There’s a distinct magic to Kurt Vonnegut’s work that is hard to replicate. In his world, the most horrible events can be met with a wry smile, while everyday banality is met with overwhelming terror.
George F. Walker channels the late author throughout “And So It Goes.” It’s not just that Vonnegut’s specter serves as a confidant for troubled souls Gwen and Ned. The couple’s descent from middle-aged, middle-class folks to homeless people ranting on a street corner is tinged with the same tragic absurdity of works like “Slaughterhouse-Five.”
Walker’s play is also perfect for Dark & Stormy Productions, the tiny company that has become a playground for some of the best actors in the Twin Cities. Like past works, “And So It Goes” offers a mix of pain, fear and humor. Toss in an intimate setting (the theater’s tiny studio space seats about 50) and you have a veritable feast for performers.
Sally Wingert and Robert Dorfman play Gwen and Ned. Their later years have been rocked by two events. Ned has lost his job as a financial planner and has been unable to find work (or unwilling; he doesn’t seem to have tried very hard). Far worse, their daughter Karen (Sara Marsh) is severely mentally ill.
Isolated from their former “friends,” the couple find different ways to cope. For Gwen, it’s through talks with her favorite author, Vonnegut (James Craven). It offers some small comfort, which she will need. Karen refuses to take her medications and the voices in her head take over. She runs away, lives on the streets and suffers a brutal fate.
Gwen and Ned’s troubles turn into a full-bore tailspin, as they move down the food chain and eventually become homeless. Gwen retreats further and further into herself and her talks with Vonnegut, while Ned lashes out at the world with vague revenge fantasies and — rather worryingly — starts to pack heat.

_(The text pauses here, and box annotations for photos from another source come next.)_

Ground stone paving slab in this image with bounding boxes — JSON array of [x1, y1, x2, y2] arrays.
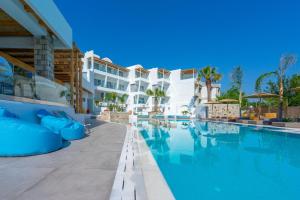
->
[[0, 120, 126, 200]]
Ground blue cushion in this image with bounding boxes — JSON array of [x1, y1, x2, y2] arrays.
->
[[41, 115, 73, 134], [0, 107, 17, 118], [36, 109, 52, 118], [61, 122, 85, 140], [0, 117, 63, 156]]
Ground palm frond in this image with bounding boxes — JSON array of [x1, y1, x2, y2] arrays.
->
[[255, 71, 278, 92], [146, 89, 154, 96]]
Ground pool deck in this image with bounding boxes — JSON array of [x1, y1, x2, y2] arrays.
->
[[0, 120, 126, 200]]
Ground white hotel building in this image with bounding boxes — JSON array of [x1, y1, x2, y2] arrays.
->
[[82, 51, 220, 115]]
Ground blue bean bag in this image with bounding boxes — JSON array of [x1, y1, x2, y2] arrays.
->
[[0, 107, 18, 118], [0, 116, 63, 156], [37, 111, 85, 140], [61, 122, 85, 140]]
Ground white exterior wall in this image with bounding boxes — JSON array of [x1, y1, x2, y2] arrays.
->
[[166, 69, 195, 115], [83, 51, 220, 115]]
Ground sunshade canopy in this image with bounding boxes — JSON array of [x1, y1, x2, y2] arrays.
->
[[244, 92, 279, 99], [219, 99, 239, 103]]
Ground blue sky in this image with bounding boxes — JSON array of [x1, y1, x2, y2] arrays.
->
[[55, 0, 300, 93]]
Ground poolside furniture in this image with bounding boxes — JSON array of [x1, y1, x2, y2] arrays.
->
[[272, 122, 286, 127], [285, 122, 300, 129], [247, 120, 257, 125], [37, 110, 85, 140], [0, 108, 63, 156]]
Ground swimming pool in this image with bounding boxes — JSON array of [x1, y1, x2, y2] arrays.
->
[[139, 121, 300, 200]]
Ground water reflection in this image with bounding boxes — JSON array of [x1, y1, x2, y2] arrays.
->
[[141, 119, 300, 200]]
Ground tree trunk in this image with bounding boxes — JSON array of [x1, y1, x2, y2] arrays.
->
[[239, 89, 243, 117], [278, 77, 283, 121], [205, 80, 211, 102], [154, 97, 158, 112]]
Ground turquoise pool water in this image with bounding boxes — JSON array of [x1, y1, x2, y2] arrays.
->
[[139, 121, 300, 200]]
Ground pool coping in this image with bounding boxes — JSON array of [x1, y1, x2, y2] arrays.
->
[[136, 128, 175, 200], [199, 119, 300, 135], [110, 125, 175, 200]]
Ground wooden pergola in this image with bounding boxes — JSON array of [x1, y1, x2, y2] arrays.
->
[[94, 57, 129, 72], [0, 5, 83, 112], [0, 44, 83, 112]]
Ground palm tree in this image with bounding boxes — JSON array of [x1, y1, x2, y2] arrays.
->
[[104, 92, 118, 111], [198, 66, 222, 101], [118, 94, 128, 111], [105, 92, 118, 103], [231, 66, 243, 105], [255, 54, 297, 120], [146, 88, 166, 112], [118, 94, 128, 104]]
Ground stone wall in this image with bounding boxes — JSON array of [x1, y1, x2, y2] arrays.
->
[[100, 111, 129, 124], [207, 104, 240, 118]]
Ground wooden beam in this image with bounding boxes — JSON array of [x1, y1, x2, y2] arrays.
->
[[0, 51, 35, 72]]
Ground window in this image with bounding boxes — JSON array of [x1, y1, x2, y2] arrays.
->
[[139, 97, 145, 104], [94, 79, 104, 87], [157, 72, 164, 78], [140, 85, 145, 91], [106, 81, 116, 89]]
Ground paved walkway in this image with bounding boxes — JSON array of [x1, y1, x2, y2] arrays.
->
[[0, 121, 126, 200]]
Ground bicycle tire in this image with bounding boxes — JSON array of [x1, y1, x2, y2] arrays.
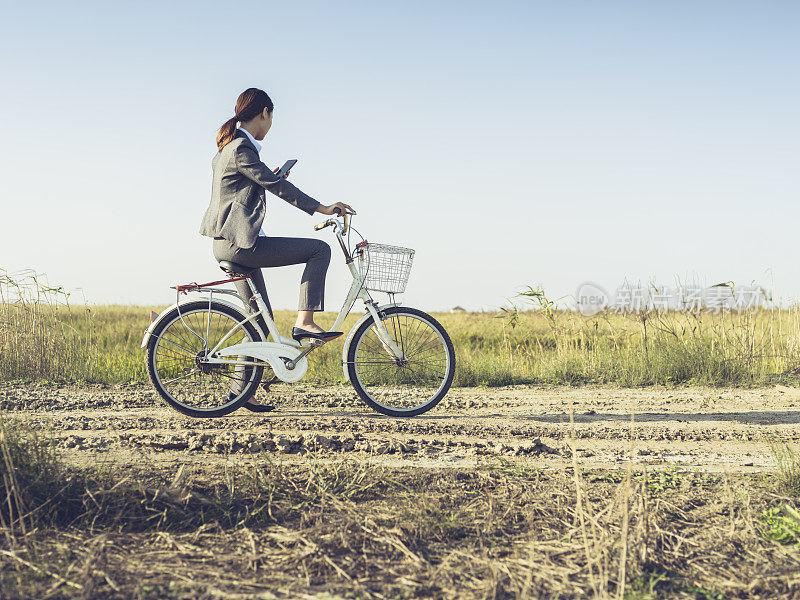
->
[[146, 300, 264, 417], [346, 306, 456, 417]]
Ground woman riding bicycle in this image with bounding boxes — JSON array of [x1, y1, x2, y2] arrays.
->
[[200, 88, 355, 411]]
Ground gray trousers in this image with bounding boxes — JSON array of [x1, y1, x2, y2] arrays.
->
[[213, 236, 331, 394]]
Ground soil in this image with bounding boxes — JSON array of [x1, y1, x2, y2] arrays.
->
[[0, 383, 800, 473]]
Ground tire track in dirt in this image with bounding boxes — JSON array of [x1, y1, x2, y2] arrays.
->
[[0, 384, 800, 472]]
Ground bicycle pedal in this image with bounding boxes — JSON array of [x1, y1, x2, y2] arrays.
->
[[261, 375, 280, 392]]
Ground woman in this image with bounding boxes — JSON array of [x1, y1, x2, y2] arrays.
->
[[200, 88, 355, 412]]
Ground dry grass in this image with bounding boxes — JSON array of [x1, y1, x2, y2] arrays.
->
[[0, 270, 800, 386]]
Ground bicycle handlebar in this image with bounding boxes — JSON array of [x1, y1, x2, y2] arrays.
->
[[314, 206, 352, 235]]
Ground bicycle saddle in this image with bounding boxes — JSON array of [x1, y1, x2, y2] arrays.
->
[[219, 260, 255, 277]]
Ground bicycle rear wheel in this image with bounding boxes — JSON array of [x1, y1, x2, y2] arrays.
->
[[347, 306, 456, 417], [146, 300, 264, 417]]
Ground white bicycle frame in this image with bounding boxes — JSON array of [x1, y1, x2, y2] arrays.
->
[[170, 214, 405, 382]]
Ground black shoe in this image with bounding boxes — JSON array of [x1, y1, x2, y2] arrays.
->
[[292, 327, 344, 342]]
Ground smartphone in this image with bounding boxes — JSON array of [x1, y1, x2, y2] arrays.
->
[[275, 158, 297, 178]]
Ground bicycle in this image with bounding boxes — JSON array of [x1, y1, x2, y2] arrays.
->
[[141, 211, 455, 417]]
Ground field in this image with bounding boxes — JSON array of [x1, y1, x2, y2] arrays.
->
[[0, 384, 800, 598], [0, 276, 800, 600]]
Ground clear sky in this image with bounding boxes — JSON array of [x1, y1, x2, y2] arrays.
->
[[0, 0, 800, 310]]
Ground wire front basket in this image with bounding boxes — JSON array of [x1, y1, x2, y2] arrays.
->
[[355, 241, 414, 294]]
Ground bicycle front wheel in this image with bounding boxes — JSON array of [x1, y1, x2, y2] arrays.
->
[[347, 306, 456, 417], [147, 300, 264, 417]]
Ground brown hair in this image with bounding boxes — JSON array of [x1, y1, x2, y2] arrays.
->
[[217, 88, 275, 152]]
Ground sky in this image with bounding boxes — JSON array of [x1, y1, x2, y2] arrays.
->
[[0, 0, 800, 311]]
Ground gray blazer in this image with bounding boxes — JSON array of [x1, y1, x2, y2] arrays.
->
[[200, 129, 320, 248]]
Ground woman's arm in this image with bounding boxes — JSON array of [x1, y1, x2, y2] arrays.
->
[[235, 144, 322, 215]]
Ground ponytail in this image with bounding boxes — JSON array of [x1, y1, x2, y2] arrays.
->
[[217, 88, 275, 152], [217, 117, 239, 152]]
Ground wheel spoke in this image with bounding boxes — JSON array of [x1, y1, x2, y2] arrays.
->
[[347, 308, 455, 415], [148, 301, 263, 416]]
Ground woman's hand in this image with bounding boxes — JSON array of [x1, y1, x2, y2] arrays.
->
[[317, 202, 356, 215]]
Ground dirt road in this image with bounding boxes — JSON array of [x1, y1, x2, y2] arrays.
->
[[0, 384, 800, 472]]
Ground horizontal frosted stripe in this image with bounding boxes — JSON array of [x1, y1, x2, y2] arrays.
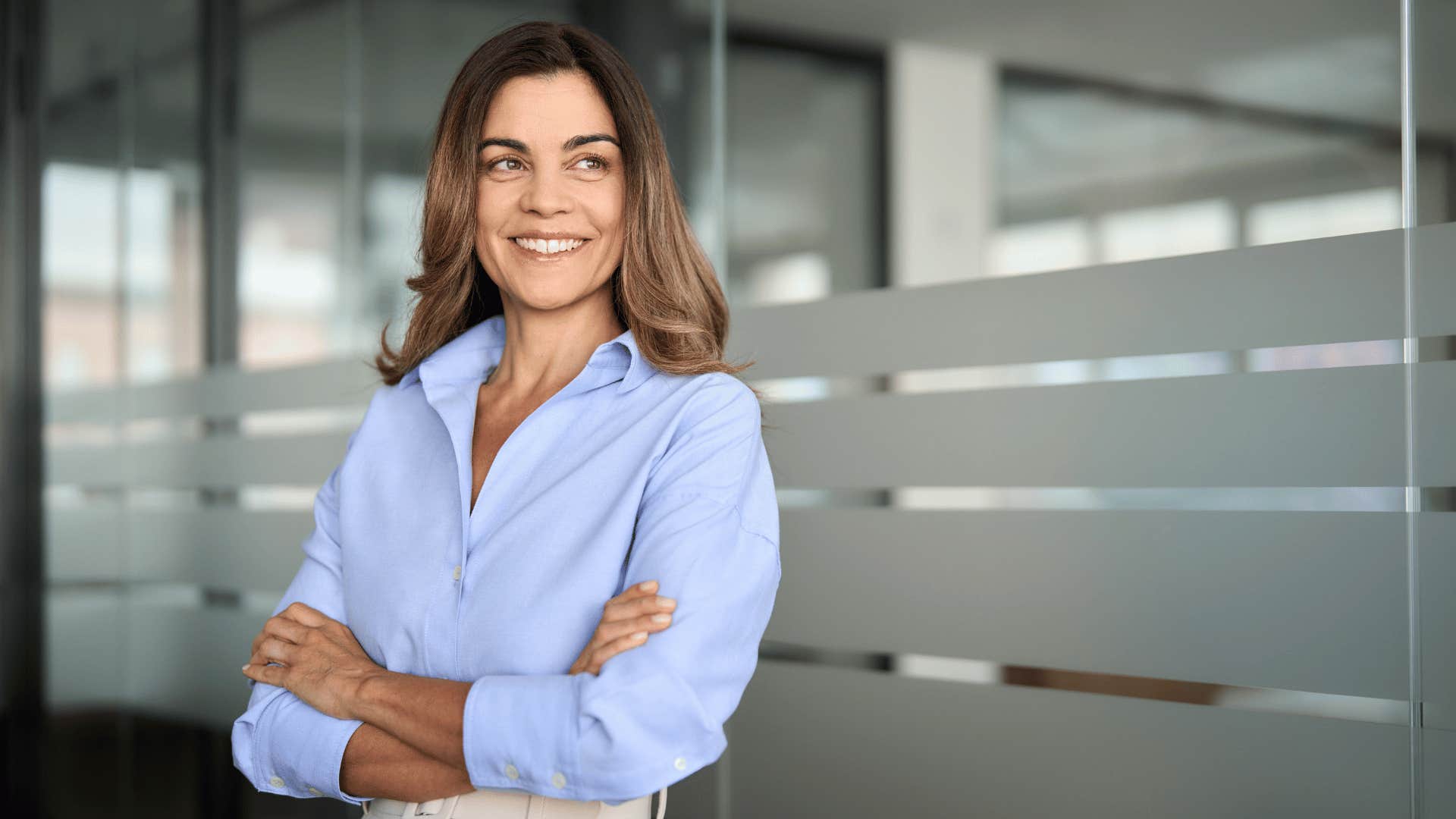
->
[[46, 430, 350, 487], [46, 507, 313, 585], [46, 359, 383, 422], [1410, 223, 1456, 335], [728, 658, 1410, 819], [767, 509, 1408, 699], [46, 588, 266, 730], [1402, 362, 1456, 487], [46, 363, 1409, 488], [1415, 513, 1456, 726], [728, 231, 1404, 379], [125, 588, 257, 730], [758, 642, 1410, 726], [764, 364, 1403, 488]]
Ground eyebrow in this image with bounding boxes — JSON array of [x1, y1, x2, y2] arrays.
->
[[475, 134, 622, 153]]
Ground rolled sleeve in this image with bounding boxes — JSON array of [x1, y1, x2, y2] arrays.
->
[[233, 682, 364, 805], [463, 379, 780, 805], [231, 422, 366, 805]]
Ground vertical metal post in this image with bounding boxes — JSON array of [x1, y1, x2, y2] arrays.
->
[[199, 0, 242, 367], [1401, 0, 1426, 819], [0, 0, 46, 816]]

This isn’t a dour exercise in family disintegration. As we watch Ned and Gwen’s downfall, we get occasional kicks of absurdity and humor, such as his failed attempt to become a chef, or when she becomes the protector of all of the shoes at a homeless shelter.
Comedy and tragedy are a volatile mixture, but the acting company (under the able direction of Benjamin McGovern) handles it with aplomb. Marsh makes Karen’s mental illness real and visceral without resorting to cheap tricks. Craven is perfect as an imaginary guide through times. Wingert and Dorfman are the glue here. While their characters spend much of the play angry with each other, the actors always let us know that their love hasn’t died. It just needs a chance to come back.
Ed Huyck is a Twin Cities theater critic.